8月6日から9日まで、和歌山競輪場でG3「ワールドサイクリスト支援競輪」が開催される。当初はハリー・ラブレイセン、ジョセフ・トゥルーマン、マシュー・リチャードソンの海外3選手が参戦する予定だったが、リチャードソンは前走の立川で落車し欠場。外国勢は2名となった。

直後にオールスター競輪を控えるためS級S班は不在だが、今シリーズ最大の焦点は、ラブレイセンの連勝を日本勢が止められるかに尽きる。F1で見せてきた圧倒的なスピードを、9車立て、4日制のG3でも発揮できるのか。地区ラインを組む日本勢には、個々の力だけでなく、連係を生かした組織的な戦いが求められる。

海外選手 無敗のラブレイセンと経験豊富なトゥルーマン

優勝候補筆頭はもちろんラブレイセンだ。防府、岸和田、立川と3場所連続で完全優勝し無敗の9連勝。

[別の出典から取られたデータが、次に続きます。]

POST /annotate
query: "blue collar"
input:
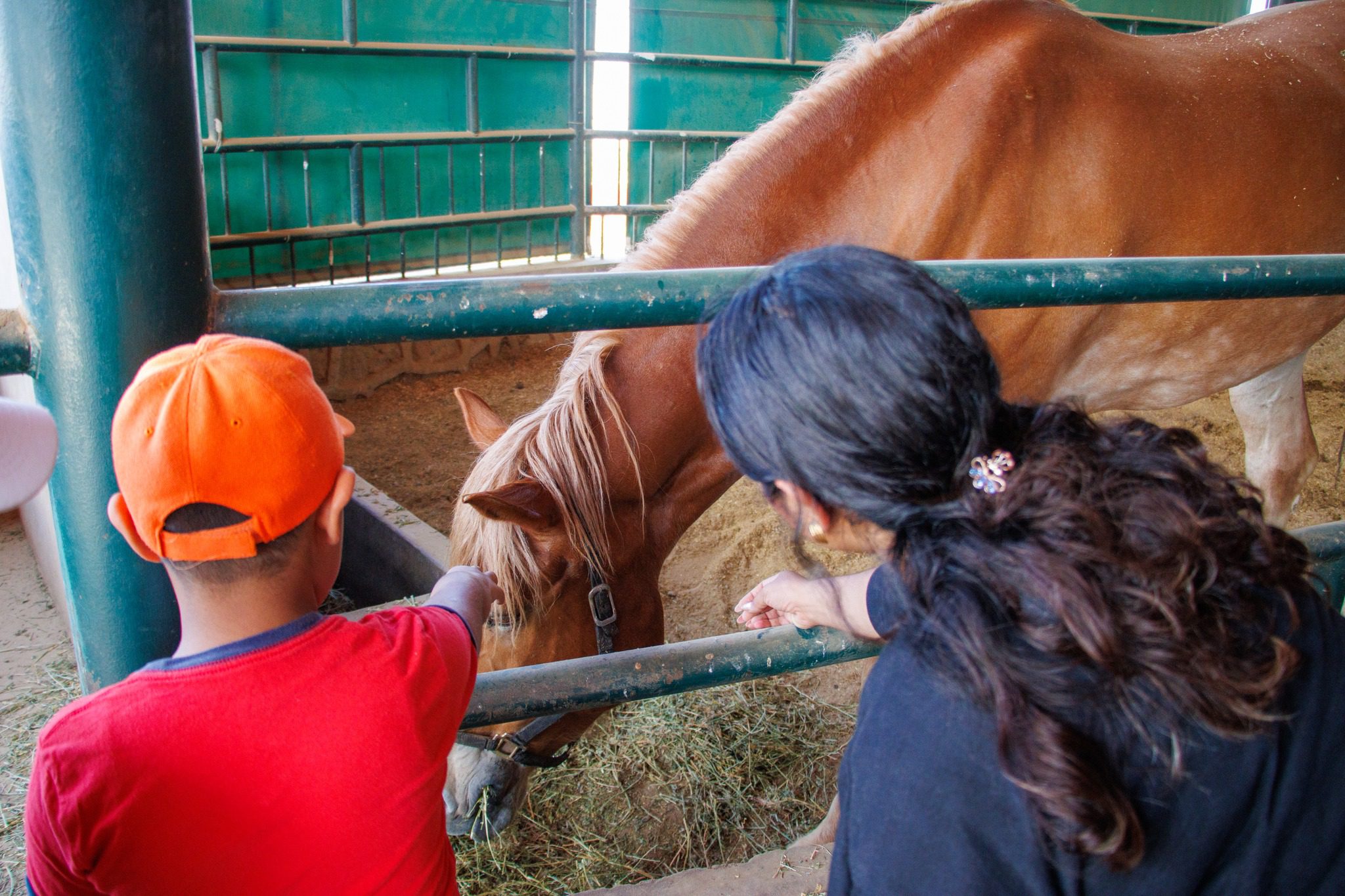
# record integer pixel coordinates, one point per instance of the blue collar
(237, 648)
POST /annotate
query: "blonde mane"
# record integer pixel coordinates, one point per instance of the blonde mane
(560, 445)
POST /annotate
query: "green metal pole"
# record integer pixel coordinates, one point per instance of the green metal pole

世界最高峰のトップスピードだけでなく、打鐘から前へ出て押し切る競輪にも高い適応力を見せている。

岸和田、立川では早めに主導権を奪い、後続に反撃の機会を与えなかった。和歌山は直線が長く、先行選手にとって決して楽なバンクではないが、ラブレイセンは瞬発力だけの選手ではない。トップスピードを長時間維持できるため、早めに出切れば日本勢が後方から捕らえるのは容易ではない。

ただし、今回は初めてのG3であり、4日間を通じて9車立ての複雑な展開へ対応しなければならない。日本勢が地区ごとに長いラインを組み、前受け、突っ張り、番手からの発進まで使えば、F1とは異なる厳しい競走になる。

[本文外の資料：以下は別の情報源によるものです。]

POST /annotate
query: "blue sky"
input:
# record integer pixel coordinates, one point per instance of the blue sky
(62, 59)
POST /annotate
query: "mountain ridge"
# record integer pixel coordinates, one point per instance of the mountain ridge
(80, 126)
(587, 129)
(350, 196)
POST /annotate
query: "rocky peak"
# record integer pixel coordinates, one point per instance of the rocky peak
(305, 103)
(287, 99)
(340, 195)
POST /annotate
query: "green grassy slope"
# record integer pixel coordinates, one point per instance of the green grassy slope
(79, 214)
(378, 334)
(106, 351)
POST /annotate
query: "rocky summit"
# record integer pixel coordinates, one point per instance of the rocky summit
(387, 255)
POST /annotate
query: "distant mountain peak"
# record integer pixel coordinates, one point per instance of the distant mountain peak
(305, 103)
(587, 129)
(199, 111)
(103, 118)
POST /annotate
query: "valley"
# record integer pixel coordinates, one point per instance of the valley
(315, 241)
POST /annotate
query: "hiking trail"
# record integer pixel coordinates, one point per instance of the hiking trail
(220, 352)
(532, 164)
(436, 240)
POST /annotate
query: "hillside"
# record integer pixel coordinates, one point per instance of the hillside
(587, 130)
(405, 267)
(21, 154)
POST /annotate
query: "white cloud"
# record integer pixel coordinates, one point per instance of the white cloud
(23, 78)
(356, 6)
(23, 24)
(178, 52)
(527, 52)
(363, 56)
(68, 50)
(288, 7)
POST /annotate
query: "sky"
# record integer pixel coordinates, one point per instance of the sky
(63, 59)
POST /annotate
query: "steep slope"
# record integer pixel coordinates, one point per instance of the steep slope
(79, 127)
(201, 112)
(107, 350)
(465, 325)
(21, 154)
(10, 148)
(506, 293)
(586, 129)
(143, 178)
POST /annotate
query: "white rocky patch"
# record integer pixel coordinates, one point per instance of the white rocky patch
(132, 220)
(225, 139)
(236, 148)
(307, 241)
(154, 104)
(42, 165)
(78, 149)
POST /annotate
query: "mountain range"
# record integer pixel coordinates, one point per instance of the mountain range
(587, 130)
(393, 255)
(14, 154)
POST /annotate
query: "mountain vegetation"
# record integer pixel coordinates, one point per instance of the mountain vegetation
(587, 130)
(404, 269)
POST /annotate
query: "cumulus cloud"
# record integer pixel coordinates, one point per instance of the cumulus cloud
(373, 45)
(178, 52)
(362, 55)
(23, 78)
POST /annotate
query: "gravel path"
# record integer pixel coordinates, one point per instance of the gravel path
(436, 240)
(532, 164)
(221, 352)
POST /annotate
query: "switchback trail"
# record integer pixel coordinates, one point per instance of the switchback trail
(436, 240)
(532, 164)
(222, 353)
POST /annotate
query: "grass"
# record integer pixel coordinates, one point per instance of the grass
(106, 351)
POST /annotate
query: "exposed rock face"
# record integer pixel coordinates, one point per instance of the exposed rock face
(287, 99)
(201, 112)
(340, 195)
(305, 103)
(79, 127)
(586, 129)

トゥルーマンはラブレイセンほどの圧倒的な成績ではないものの、今季も2度の決勝進出を含め3連対率は80%。2019年には当地エボリューション完全優勝もあり、バンクへの戸惑いは少ないだろう。

ラブレイセンと同乗した際の並びも大きな焦点となる。外国勢が連係すれば強力だが、日本勢は長い地区ラインを形成し、外国勢を後方へ置く展開を作りたい。

北日本 大川剛の先行力と渡邉一成のスピード

北日本の自力の中心は大川剛。近況はバックを積極的に奪い、先行と捲りの両面で白星を重ねている。ラブレイセンを相手に後方からの力勝負を挑むより、地区の先頭で早めに主導権を握りたい。

渡邉一成は年齢を重ねてもトップスピードに衰えがなく、短い距離の捲りでは今シリーズでも上位。大川や窪木一茂と同乗した場合は、北日本でまとまり、前を任せる形も考えられる。窪木はこれが4月以来の競輪となり初日の動きを確認したいが、海外勢との勝負に燃えないわけにはいかない。

後方には五日市誠大森慶一が控える。五日市は直線での伸びが安定し、大森は得意のスタート力でラインに貢献する。和歌山の長い直線を考えれば、北日本は機動型だけでなく追い込み陣にも優勝機会がある。

関東・南関東 好調な滝本幸正が外国勢に挑む

関東で勢いが目立つのは滝本幸正だ。6月のレインボーカップで特別昇級を果たしたあとは、S級戦でも7月静岡で初優勝・12戦で3着以内11回とまさに大暴れ。自力だけでなくヨコにも強気の動きが見られ、総力戦で挑みたい。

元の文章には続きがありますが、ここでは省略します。